# Reddit API Query

In [66]:
import requests
import pandas as pd
import datetime as dt
import time
import pickle
import os
import json
import sys
pd.set_option('display.max_columns', None)

In [67]:
# load project config

terminal_call = ! git rev-parse --show-toplevel
repo_path=terminal_call[0]
project_config_path = os.path.join(repo_path,'project_config.json')

with open(project_config_path,'r') as fp: 
    project_config = json.load(fp)


project_config

{'project_module_relative_path': 'src'}

In [68]:
# import custom scraper module

module_path = os.path.join(repo_path,project_config['project_module_relative_path'])
sys.path.append(module_path)

import scraper
from scraper import tweet_scraper

from importlib import reload

__Pulling data from these Reddit threads:__

-[ukpolitics](https://www.reddit.com/r/ukpolitics/comments/6k6ykd/jeremycorbyn_monday_the_conservatives_spent_1/): Political news and debate concerning the United Kingdom.

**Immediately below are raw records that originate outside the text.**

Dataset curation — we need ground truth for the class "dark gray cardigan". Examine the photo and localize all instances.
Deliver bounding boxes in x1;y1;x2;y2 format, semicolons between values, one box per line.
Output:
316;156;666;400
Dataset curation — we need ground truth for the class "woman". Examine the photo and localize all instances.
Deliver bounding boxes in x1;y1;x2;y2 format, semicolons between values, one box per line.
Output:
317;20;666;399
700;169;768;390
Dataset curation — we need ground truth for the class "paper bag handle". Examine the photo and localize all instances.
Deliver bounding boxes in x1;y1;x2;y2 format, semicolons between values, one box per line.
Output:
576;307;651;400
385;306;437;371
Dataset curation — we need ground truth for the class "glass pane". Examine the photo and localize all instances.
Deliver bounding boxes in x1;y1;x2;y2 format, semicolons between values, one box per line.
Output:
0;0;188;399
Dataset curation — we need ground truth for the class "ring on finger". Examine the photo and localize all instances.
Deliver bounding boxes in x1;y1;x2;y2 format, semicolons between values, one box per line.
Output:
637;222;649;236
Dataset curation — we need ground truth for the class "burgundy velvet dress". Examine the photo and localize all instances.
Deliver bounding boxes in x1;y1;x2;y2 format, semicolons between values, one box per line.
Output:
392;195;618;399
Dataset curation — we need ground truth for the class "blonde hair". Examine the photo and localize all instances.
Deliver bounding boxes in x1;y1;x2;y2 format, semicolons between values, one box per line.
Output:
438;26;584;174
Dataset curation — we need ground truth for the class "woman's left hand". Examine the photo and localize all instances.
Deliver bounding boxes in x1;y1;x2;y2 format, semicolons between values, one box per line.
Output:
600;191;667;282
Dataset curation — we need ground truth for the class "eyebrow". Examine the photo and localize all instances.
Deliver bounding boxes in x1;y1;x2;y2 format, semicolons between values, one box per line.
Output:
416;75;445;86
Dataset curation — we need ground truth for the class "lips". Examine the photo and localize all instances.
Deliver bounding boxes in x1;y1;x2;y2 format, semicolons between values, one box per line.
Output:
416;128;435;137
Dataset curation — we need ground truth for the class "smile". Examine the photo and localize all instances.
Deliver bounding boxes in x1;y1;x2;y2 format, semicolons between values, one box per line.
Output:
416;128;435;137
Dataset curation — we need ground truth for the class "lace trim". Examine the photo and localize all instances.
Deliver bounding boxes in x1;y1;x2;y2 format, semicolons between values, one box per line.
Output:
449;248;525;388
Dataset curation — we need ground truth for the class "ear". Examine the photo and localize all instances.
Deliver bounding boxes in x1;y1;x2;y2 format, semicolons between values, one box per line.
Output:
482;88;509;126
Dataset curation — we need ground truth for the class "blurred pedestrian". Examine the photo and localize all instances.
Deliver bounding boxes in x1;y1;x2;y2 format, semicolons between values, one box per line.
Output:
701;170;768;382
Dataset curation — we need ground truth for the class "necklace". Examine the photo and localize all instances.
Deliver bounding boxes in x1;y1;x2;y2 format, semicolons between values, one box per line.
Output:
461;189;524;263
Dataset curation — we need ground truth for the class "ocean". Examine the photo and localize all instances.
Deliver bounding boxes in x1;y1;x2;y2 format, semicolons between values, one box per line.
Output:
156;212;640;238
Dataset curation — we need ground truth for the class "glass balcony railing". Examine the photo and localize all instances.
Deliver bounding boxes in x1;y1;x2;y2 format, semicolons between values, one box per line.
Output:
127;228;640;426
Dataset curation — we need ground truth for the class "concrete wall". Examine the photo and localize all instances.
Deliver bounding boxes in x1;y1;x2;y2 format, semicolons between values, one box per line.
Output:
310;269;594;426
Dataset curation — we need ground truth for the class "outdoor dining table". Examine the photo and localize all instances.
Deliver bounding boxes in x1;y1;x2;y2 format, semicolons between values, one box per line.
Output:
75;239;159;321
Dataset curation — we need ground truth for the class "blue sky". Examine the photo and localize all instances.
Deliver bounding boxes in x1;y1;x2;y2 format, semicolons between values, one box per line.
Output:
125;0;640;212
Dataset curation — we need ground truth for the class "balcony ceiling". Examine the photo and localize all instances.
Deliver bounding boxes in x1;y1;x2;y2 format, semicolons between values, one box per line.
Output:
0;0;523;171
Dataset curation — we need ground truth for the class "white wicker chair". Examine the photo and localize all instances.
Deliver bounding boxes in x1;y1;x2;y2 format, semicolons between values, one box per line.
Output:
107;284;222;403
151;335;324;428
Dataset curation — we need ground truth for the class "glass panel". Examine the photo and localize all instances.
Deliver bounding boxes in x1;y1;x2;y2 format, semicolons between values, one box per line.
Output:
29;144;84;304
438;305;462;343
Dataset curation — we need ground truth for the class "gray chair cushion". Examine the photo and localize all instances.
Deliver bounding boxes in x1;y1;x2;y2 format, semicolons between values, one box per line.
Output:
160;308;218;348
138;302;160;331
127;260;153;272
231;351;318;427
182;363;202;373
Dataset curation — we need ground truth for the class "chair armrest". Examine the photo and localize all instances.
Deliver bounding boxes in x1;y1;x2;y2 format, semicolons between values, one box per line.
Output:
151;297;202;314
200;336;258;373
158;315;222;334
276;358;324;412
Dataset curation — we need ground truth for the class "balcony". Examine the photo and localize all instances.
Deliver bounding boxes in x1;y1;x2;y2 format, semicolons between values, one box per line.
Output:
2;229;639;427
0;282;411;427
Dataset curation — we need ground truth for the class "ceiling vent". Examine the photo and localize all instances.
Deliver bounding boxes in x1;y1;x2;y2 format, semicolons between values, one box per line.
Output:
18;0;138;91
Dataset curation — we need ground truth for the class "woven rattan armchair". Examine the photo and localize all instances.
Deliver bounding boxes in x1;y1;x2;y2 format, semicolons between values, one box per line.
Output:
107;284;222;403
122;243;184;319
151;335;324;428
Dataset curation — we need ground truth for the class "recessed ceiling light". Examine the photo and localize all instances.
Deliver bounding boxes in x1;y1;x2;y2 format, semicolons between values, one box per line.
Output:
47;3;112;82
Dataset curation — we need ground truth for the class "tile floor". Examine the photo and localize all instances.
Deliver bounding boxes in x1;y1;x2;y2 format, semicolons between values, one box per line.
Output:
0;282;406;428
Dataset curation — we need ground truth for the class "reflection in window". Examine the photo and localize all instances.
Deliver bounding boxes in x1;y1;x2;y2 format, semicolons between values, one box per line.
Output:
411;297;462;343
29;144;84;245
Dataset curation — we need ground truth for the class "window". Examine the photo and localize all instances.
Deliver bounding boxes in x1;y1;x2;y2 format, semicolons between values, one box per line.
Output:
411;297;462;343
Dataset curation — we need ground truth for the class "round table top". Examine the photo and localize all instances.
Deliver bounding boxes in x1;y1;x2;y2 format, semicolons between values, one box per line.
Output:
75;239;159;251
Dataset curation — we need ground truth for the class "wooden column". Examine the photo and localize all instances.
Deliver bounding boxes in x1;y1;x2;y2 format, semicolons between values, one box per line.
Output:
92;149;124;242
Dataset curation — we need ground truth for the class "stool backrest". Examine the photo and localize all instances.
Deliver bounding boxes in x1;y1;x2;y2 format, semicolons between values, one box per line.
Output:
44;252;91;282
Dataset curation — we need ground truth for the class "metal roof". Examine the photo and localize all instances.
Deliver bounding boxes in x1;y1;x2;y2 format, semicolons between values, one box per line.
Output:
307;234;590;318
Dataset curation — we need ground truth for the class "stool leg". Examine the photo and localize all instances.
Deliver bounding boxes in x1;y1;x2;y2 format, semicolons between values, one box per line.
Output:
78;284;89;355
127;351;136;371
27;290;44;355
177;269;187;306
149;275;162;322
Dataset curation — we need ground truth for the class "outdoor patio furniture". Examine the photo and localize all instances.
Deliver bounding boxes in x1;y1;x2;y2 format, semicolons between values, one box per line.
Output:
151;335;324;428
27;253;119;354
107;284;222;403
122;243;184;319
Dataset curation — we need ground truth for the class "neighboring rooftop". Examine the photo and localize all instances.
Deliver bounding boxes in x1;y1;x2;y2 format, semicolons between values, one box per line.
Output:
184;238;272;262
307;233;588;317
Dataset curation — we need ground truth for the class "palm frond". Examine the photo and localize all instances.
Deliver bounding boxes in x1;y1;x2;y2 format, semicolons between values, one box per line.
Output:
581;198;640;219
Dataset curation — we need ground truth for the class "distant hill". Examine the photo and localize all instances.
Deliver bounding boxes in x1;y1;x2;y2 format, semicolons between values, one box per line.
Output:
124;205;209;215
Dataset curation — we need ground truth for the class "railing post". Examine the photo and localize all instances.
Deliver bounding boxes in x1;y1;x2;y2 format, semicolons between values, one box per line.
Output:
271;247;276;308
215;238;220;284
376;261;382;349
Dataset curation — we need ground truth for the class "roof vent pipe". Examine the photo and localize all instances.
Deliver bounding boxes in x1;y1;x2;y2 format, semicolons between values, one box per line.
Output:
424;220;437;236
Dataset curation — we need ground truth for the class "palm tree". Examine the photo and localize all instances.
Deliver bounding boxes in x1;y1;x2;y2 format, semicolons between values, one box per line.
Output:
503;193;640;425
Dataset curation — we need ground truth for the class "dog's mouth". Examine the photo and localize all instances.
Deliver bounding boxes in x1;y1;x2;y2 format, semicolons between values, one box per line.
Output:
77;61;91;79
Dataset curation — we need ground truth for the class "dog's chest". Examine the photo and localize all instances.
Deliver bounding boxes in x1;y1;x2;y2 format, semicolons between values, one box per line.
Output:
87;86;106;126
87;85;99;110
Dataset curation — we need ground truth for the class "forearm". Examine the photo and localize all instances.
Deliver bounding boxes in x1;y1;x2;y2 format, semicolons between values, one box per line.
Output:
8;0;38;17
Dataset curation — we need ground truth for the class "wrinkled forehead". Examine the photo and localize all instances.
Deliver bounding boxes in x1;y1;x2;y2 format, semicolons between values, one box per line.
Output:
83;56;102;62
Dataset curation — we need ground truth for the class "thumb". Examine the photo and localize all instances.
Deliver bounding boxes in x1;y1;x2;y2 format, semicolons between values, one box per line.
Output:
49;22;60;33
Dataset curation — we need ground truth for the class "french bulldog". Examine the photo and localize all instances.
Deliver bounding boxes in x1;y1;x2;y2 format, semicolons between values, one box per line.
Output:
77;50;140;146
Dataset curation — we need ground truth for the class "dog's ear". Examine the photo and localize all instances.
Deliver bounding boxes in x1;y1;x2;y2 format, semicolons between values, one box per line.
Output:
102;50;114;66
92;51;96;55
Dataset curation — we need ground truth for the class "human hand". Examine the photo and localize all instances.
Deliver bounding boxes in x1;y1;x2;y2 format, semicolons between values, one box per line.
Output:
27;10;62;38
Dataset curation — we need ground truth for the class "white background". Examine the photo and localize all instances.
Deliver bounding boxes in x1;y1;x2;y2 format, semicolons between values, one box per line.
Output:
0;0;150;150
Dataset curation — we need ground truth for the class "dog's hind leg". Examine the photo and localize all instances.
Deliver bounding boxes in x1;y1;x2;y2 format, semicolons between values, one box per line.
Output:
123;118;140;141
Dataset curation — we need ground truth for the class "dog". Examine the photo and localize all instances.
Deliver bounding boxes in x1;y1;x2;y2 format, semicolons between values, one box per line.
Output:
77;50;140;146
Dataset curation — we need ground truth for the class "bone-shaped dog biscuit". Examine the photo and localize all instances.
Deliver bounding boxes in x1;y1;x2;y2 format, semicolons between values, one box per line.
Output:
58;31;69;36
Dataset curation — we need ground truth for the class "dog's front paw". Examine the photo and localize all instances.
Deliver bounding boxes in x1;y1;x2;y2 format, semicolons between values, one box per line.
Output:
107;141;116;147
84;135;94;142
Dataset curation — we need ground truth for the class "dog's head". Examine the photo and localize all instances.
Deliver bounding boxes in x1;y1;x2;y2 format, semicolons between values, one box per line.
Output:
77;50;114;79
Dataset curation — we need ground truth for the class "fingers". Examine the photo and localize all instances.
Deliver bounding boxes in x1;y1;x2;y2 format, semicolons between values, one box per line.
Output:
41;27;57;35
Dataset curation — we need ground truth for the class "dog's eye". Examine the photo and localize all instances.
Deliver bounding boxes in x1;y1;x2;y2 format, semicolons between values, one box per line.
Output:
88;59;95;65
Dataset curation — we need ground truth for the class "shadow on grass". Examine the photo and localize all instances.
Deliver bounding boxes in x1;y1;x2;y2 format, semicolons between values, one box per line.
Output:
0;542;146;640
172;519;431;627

-[brexit](https://www.reddit.com/r/brexit/comments/hk4yj9/morals_of_brexit/): A place to debate and discuss the UK's exit from the European Union, including the negotiations for the future UK-EU relationship. Please debate general UK topics (non-brexit related) elsewhere, such as r/ukpolitics

### 1. Query Reddit

In [53]:
# custom function to query reddit multiple times
# this code is adapted from Hovanes's codes that he shared in class

def reddit_query(subreddit, n_samples, after):
    base_url = 'https://api.pushshift.io/reddit/submission/search' # base url for api
    list_posts = []
    oldest_post = after
    
    while len(list_posts) < n_samples: # n_samples exceeds the reddit api limit of 1000
        params = {
            "subreddit" : subreddit,
            "size" : 1000,
            "after": oldest_post # a time stamp to set when to start pulling posts
            }  
            
        res = requests.get(base_url,params) # request reddit info
            
        posts = res.json()['data'] # create list from json
        
        if len(posts) == 0:
            onewest_post = after # for the first time running this, before will be None
            list_posts.extend(posts) # add batch of posts to list_posts     
        else:
            time.sleep(3) # wait 3 seconds before querying again
            newest_post = dt.datetime.fromtimestamp(posts[-1]["created_utc"]) # take the oldest time from the list and pull posts before that time
            list_posts.extend(posts) # add batch of posts to list_posts
    return pd.DataFrame(list_posts) # return pandas dataframe

### Pull data for reddit threads:

In [93]:
df = reddit_query("ukpolitics", 10_000, "2016-01-01")

In [87]:
df['created_utc'] = pd.to_datetime(df['created_utc'], unit='s')

## Pickle for later use 

In [88]:
pickle.dump(df, open("../data/ukpolitics.pkl", "wb"))

## Clean text

In [89]:
# Clean comments column
df = tweet_scraper.clean_tweets(df, 'selftext')

In [90]:
# write to csv
df.to_csv(f"../data/ukpolitics.csv", index = False)